The Place è una pellicola molto particolare, ispirata alla serie TV americana The Booth at the End, da cui Genovese attinge ma opera una rivisitazione, eliminando ruoli troppi distanti dalla nostra cultura e aggiungendone altri. Per farvi capire qualcosa in più e farvi trovare preparati alla visione, possiamo dirvi che l’innominato personaggio di Mastandrea è una specie di messia oscuro, che pone drastiche soluzioni a problemi insormontabili.
Le persone che vanno da lui fanno una specie di patto col diavolo. Cosa saranno disposti a fare per raggiungere il proprio scopo? O meglio, TU cosa saresti disposto a fare?

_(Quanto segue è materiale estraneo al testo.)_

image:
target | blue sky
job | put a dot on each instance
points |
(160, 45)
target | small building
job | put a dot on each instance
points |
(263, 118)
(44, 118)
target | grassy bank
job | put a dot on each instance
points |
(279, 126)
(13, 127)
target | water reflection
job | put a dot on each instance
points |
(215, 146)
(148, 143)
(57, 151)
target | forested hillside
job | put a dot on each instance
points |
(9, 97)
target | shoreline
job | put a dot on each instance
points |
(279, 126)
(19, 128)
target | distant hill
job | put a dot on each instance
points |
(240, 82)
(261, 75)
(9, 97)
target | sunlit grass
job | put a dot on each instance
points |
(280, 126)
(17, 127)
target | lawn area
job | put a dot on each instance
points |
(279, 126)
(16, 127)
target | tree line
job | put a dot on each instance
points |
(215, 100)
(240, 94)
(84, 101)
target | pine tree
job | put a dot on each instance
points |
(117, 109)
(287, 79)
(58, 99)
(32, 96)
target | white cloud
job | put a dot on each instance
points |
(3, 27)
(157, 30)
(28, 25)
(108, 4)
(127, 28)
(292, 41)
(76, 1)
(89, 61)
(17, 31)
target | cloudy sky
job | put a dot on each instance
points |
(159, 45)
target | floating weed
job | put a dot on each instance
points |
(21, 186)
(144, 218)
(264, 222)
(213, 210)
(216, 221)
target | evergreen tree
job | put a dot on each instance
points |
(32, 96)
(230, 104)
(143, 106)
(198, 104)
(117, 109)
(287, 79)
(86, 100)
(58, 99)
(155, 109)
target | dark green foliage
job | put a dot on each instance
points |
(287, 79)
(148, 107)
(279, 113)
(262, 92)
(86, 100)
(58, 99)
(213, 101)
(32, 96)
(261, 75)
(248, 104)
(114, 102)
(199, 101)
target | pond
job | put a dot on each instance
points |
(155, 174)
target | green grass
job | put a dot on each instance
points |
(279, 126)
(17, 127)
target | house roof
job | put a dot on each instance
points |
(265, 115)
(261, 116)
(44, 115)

Cambia il luogo e si inaspriscono le regole, quindi. Non siamo più intorno ad un tavolo durante una cena tra amici, dove il rischio più grande è far uscir fuori un adulterio o rompere un’amicizia. Qui i rapporti finiscono come effetto collaterale, e la morte altrui può divenire un tramite per raggiungere un risultato. I perfetti sconosciuti ora siamo noi stessi, in una sorta di indagine della psiche umana, dove Genovese vuole dimostrarci fino a che punto riesca a spingersi l’uomo, fino a quanto riesca a far uscire il proprio lato oscuro.
Una tribale meccanica del disprezzo che non porta da nessuna parte e non ci dice nulla di più che non sapessimo già su noi stessi, mettendoci di fronte ad un gioco al massacro di cui lo stesso giudice sembra non capirci più nulla.
Anche volendo soprassedere alla critica del genere umano, dobbiamo ammettere che il film in sé per sé, ci regala poco altro.
L’ambientazione unica, che tanto era piaciuta al nostro pubblico con I Perfetti Sconosciuti poteva lì funzionare grazie al dinamismo di un cast corale che però era coinvolto sempre attivamente e nella sua totalità, e per via di dialoghi divertenti e frizzanti che rappresentano l’essenza di opere di questo tipo. Il segreto di film di successo che vanno in questa direzione è sempre questo, e possiamo fare un esempio di altro livello scomodando Carnage di Polanski, il quale certamente ci scuserà.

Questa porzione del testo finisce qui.